With one hand in high-dagger mode on the adze and one in low-dagger mode on the hammer, we quickly dispatched the ice field and cruised toward the summit. As we stepped onto rock sections, I racked both the 52 cm and 59 cm tools cleanly to my pack; they are short enough to minimize rope friggage if using Kiwi coils or engaging in belay-stance hijinks. It wasn't long until we topped out.

Using the adjustable Trigrest adds security when in the high-dagger position. [Photo] Kel Rossiter

Ultimately my mom was right. Anyone or anything that tries to do it all will always come up a bit short in some arenas. An easy critique of the Sum'Tec would be that it doesn't always do all things excellently. Put me on steep ice and I'd default to a set of Nomics.

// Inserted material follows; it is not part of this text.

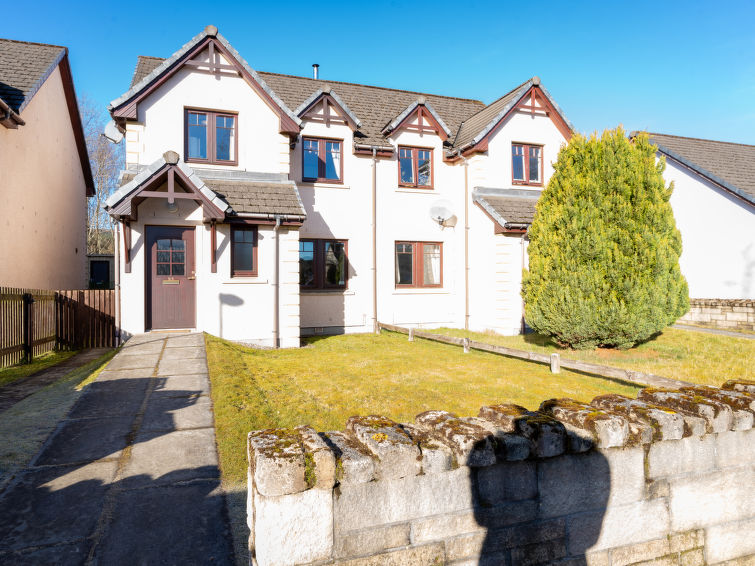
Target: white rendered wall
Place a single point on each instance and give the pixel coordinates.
(718, 237)
(160, 124)
(236, 308)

And if an endless glacial slog lay before me with nothing but the Sum'Tec, I'd be let down. Still, the Sum'Tec does a proud job of addressing the spectrum of demands in the alpine world. If I had to offer one critique of this able alpine tool, I'd say that it reflects Petzl's seemingly ongoing challenges with chrome plating: after a year of use the pick area began to flake and rust in spots. Chrome plating aside, the Petzl Sum'Tec is one hard-workin'-mutha'.

The 900-foot Northeast Couloir on North Peak (12,242') in the Sierras. [Photo] Zeb Blais

Pros:

* Combining an adze and hammer allows for supreme versatility in the alpine realm.

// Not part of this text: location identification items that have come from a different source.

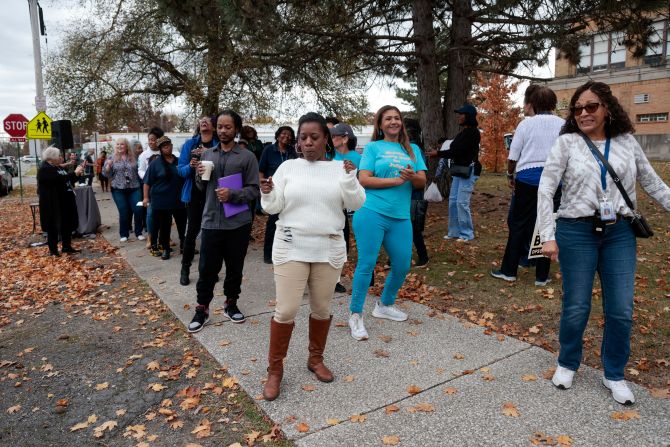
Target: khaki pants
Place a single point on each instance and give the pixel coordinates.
(290, 280)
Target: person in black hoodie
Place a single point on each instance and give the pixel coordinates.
(58, 207)
(463, 151)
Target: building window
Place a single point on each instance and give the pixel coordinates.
(652, 118)
(654, 54)
(642, 98)
(601, 52)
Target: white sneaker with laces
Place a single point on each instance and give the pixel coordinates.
(563, 377)
(388, 312)
(620, 391)
(358, 331)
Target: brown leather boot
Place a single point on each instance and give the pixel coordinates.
(318, 334)
(280, 336)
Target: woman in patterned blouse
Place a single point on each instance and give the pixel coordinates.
(121, 169)
(593, 232)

* Well-balanced swings for technical terrain.

* A lightweight option for moderate alpine ice climbing.

* Petzl's "Trigrest" works well for transforming a glacial-travel ax into a ice climbing tool.

* Two lengths available for the adze (52cm/59cm) allows for customization to the climber's needs.

Cons:

* Chrome plating on the head of the tool isn't very durable.

* Some attention is necessary to make sure the hole in the spike doesn't hook your crampons when clearing them of snow.

* "B"-rated pick won't handle tool-torquing in mixed terrain.